Member of the National Assembly of Quebec for Crémazie
- In office 1994–1998
- Preceded by: André Vallerand
- Succeeded by: Manon Blanchet

Minister of Transport of Quebec
- In office November 3, 1995 – January 25, 1996
- Premier: Jacques Parizeau
- Preceded by: Jacques Brassard
- Succeeded by: Jacques Brassard

Minister of Finance of Quebec
- In office September 26, 1994 – November 3, 1995
- Premier: Jacques Parizeau
- Preceded by: André Bourbeau
- Succeeded by: Pauline Marois

Personal details
- Born: July 6, 1931 Montreal, Quebec, Canada
- Died: February 26, 2025 (aged 93) Montreal, Quebec, Canada
- Party: Parti Québécois
- Education: Collège Sainte-Marie, HEC Montréal
- Occupation: Businessman, Politician, Economist
- Awards: Grand Officer of the National Order of Quebec (1990)

= Jean Campeau =

Canadian politician (1931–2025)

Jean Campeau, (/fr/; July 6, 1931 – February 26, 2025) was a Canadian politician, economist, and business executive. He served as the minister of finance and minister of revenue of Quebec from 1994 to 1995 and later as Minister of Transport (Quebec) from 1995 to 1996. Prior to his political career, he was the president and CEO of the Caisse de dépôt et placement du Québec and held key positions in the financial sector.

==Early life and education==
Born in Montreal on July 6, 1931, Jean Campeau was the son of Elmira Campeau, a salesman, and Lucienne Leduc, a professor. He attended Collège Saint-Ignace and later earned a Bachelor of Arts degree from Collège Sainte-Marie de Montréal in 1952. In 1955, he obtained a licence in commercial sciences and pursued administrative studies at the École des hautes études commerciales de Paris. He also attended courses at the Association of Securities Brokers.

== Career ==

=== Finance and business ===
From 1955 to 1963, Jean Campeau worked as a securities broker for René T. Leclerc. He then served as president and CEO of Canada Flooring from 1963 to 1970. He joined the Ministry of Finance (Quebec) in 1971, where he was director of public debt management until 1977, and then served as assistant deputy minister of finance from 1977 to 1979.

In 1980, he was appointed chairman of the board and CEO of the Caisse de dépôt et placement du Québec, a position he held until 1990. During his tenure, he played a key role in managing Quebec’s public funds and investments.

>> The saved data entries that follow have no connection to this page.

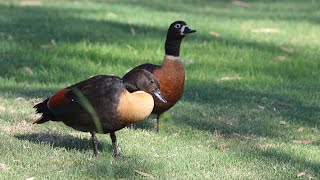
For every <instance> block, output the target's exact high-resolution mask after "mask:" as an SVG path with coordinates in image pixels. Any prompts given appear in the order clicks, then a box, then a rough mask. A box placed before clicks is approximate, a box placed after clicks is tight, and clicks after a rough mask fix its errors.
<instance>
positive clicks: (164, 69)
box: [124, 21, 196, 132]
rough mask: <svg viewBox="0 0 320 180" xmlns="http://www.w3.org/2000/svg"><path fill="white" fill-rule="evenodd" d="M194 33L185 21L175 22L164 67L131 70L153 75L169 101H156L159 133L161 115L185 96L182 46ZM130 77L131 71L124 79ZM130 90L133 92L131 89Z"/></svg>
mask: <svg viewBox="0 0 320 180" xmlns="http://www.w3.org/2000/svg"><path fill="white" fill-rule="evenodd" d="M194 32H196V30H192V29H190V28H189V27H188V25H187V23H186V22H184V21H175V22H173V23H172V24H171V25H170V26H169V28H168V32H167V38H166V41H165V56H164V59H163V62H162V65H154V64H142V65H139V66H137V67H135V68H133V69H132V70H131V71H134V70H136V69H145V70H147V71H149V72H151V73H153V74H154V75H155V76H156V78H157V79H158V80H159V82H160V86H161V88H160V91H161V94H162V95H163V97H164V98H165V99H166V100H167V101H168V102H167V103H163V102H161V101H159V100H157V99H155V105H154V109H153V111H152V114H156V115H157V132H159V131H160V124H159V121H160V117H161V114H162V113H164V112H165V111H167V110H169V109H170V108H171V107H172V106H174V105H175V104H176V103H177V101H178V100H179V99H180V98H181V96H182V94H183V90H184V81H185V72H184V68H183V64H182V62H181V60H180V44H181V42H182V39H183V38H184V37H185V36H186V35H188V34H191V33H194ZM130 75H131V73H130V71H129V73H127V74H125V75H124V78H126V77H128V76H130ZM128 90H129V91H131V90H130V89H128Z"/></svg>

He later served as chairman of the board of Domtar (1990–1993) and Banque Nationale de Paris (Canada) (1991–1994). Additionally, he was a board member of several major companies, including Ouimet-Cordon Bleu, Fonds de solidarité des travailleurs du Québec, Groupe Transcontinental GTC, Provigo, and HEC Montréal.

== Politics ==
In 1990, Jean Campeau co-chaired the Commission on the Political and Constitutional Future of Quebec (the Bélanger-Campeau Commission), which explored Quebec’s political status within Canada.

He entered politics in 1994, being elected as a Member of the National Assembly of Quebec for the Parti Québécois in the riding of Crémazie. That same year, he was appointed Minister of Finance and Minister of Revenue in the government of Premier Jacques Parizeau, serving until November 3, 1995. Following a cabinet reshuffle, he was named Minister of Transport (Quebec), a role he held until January 25, 1996, when he resigned from his ministerial position. He did not seek re-election in 1998.

== Later years ==
From 2001 to 2007, Jean Campeau represented the Quebec government on the Board of Directors of the Port of Montreal.

== Death ==
Campeau died in February 2025 at the age of 93.

== Honours and legacy ==
In 1985, he was named honorary president of the 75th-anniversary celebrations of HEC Montreal. In 1990, he was awarded the title of Grand Officer of the National Order of Quebec one of the province’s highest honours.

In 1991 he was granted the Ordre du mérite by the Association des diplômés de l'Université de Montréal to honour a Université de Montréal graduate whose career has been particularly remarkable.